The normal litter size may decrease within the next three polar bear generations, they say, mainly due to a projected continuing sea ice decline during that 37-year period.

“We show that two-cub litters—usually the norm for a healthy adult female—are likely to disappear in Baffin Bay in the next few decades if sea ice loss continues,” Laidre says. “This has not been documented before.”

Human action needed

Laidre studies how climate change affects polar bears and other marine mammals in the Arctic. She led a 2016 study showing that polar bears across the Arctic have less access to sea ice than they did 40 years ago, meaning less access to their main food source and their preferred den sites.
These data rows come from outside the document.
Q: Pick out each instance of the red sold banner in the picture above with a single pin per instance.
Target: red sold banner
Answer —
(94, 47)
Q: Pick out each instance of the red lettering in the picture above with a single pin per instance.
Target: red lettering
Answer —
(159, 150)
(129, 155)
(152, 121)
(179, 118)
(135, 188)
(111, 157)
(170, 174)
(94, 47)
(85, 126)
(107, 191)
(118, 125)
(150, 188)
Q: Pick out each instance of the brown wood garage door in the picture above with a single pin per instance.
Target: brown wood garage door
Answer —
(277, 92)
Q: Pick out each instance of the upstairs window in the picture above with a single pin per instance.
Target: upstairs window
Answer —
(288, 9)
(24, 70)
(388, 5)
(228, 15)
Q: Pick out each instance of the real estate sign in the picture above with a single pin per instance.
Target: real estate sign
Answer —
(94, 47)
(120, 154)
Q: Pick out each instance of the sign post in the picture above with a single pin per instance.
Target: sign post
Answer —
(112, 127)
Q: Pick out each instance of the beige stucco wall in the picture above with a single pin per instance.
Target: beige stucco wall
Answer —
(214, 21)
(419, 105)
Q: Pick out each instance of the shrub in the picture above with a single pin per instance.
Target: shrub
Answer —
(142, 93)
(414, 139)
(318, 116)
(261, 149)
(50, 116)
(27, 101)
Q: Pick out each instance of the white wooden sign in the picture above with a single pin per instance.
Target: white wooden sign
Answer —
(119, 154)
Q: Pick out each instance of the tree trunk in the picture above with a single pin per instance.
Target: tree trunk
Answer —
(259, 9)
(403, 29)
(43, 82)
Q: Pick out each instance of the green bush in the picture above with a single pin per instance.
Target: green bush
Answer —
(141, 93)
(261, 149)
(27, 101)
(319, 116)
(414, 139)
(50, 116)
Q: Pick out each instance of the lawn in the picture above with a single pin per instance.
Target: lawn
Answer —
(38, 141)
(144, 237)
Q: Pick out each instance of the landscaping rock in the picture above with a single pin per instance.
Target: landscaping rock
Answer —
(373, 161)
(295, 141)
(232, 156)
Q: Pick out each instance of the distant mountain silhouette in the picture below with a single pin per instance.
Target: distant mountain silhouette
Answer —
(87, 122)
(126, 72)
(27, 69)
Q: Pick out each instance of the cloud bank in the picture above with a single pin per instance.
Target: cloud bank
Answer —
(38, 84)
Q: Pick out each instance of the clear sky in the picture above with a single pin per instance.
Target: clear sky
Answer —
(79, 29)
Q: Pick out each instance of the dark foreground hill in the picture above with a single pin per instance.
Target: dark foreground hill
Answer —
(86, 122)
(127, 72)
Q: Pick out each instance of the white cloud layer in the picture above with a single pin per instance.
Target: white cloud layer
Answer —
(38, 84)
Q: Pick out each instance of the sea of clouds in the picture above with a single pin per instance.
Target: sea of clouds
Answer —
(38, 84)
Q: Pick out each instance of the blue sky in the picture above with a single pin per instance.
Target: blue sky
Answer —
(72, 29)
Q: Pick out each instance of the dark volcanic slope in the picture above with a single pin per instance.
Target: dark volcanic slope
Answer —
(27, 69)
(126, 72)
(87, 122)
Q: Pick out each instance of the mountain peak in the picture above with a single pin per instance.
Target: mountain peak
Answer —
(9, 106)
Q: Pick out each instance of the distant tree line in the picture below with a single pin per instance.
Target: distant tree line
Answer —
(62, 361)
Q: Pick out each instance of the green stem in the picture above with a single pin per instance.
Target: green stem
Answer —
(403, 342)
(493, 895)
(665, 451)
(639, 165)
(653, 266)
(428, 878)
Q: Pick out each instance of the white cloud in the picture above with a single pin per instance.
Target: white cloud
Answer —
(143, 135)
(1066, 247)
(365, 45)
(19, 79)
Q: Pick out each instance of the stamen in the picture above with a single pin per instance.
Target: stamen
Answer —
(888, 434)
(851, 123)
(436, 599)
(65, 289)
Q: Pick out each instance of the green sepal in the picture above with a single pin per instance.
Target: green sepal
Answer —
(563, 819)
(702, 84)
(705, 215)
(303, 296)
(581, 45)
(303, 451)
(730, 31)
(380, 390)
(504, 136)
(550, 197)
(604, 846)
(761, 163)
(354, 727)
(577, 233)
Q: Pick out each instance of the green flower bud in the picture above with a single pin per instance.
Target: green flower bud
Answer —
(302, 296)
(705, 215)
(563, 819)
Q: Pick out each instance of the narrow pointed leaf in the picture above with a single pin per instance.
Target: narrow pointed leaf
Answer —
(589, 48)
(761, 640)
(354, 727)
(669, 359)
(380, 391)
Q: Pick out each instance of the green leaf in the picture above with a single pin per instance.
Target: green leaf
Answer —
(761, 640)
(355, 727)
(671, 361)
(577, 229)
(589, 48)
The new study uses direct observations to link the loss of sea ice to the bears’ health and reproductive success.

“This work just adds to the growing body of evidence that loss of sea ice has serious, long-term conservation concerns for this species,” Laidre says. “Only human action on climate change can do anything to turn this around.”

Additional coauthors are from the Government of Nunavut in Canada, the Greenland Institute of Natural Resources, the Natural History Museum in Norway, Environment and Climate Change Canada, and the University of Washington. NASA and the governments of Nunavut, Canada, Greenland, Denmark, and the US funded the work.